Source: Dukascopy Bank SA
© INTL FCStone
We are seeing commodities trading at record lows at the moment, while analysts say that hopes for a near-term recovery are getting dimmer and dimmer. What is your outlook on the global commodity market?

At the current moment, most of commodities are in bad shape mainly due to oversupply of just about everything on the market: there is too much of steel, oil, aluminum, copper, iron ore and so on. Hence, as these prices continue to go down this year, what we need to see are big supply side adjustments from manufacturers in order to possibly stabilize the market over the next years, namely 2017-2018.

Amid a sharp drop on indices around the world since the start of the year, gold rallied strongly; however, following a slight uptick on Chinese markets, the precious metal posted losses again. Does this drop really mean that the rally is over?

This is not necessarily so. In fact, Chinese markets remain very weak; therefore, gold is moving up as stock markets are all in bad shape. Most of the equities are down more than 20%, which is the definition of a bear market. In other words, the bullion is moving in an inverse fashion to equity markets.

I believe that an investor's view on gold should be completely based on what they think the world stock markets will do this year. If they suppose we are going to have a big correction of 10-15% in equities, gold can move up possibly to $1,200 or $1,250 an ounce. The other scenario is, if stock markets stabilize and oil prices go up, the precious metal could come back down to the $1,000-level. 

Many analysts predict prices going perhaps even below $1,000 as interest rates are increased in the US, which could happen as soon as March.
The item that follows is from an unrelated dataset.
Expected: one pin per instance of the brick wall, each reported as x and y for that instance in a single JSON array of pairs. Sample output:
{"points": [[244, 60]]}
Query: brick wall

Do you share this view? What other fundamentals can influence the performance of the bullion in the nearest future?

We do not know for sure when the Fed will raise rates. In their own policy statement they suggest that interest rates might be increased four times this year; however, nobody really believes that. In my view, they might increase rates once or twice in 2016. The thing is that if they continue raising rates, there will be significant pressure on gold; however, I do not think it will break the $1,000-level.

In spite of that, if we do break this important level, we could possibly go to $950; yet, the reason it would break or go below $1,000 is if the equity markets stabilize and move higher and the economy in the United States continues to do well, while the Federal Reserve decides to raise rates at least two more times.

Nevertheless, if the Fed hikes rates one more time it will not make much of an impact on gold, to my mind, but if they do raise interest rates twice, gold will certainly be under pressure. 

What is your current forecast for the bullion price in the next three months?

My current forecast for the Q1 of 2016 is in a range between $1,170 on the upside and around $1,025 on the downside respectively.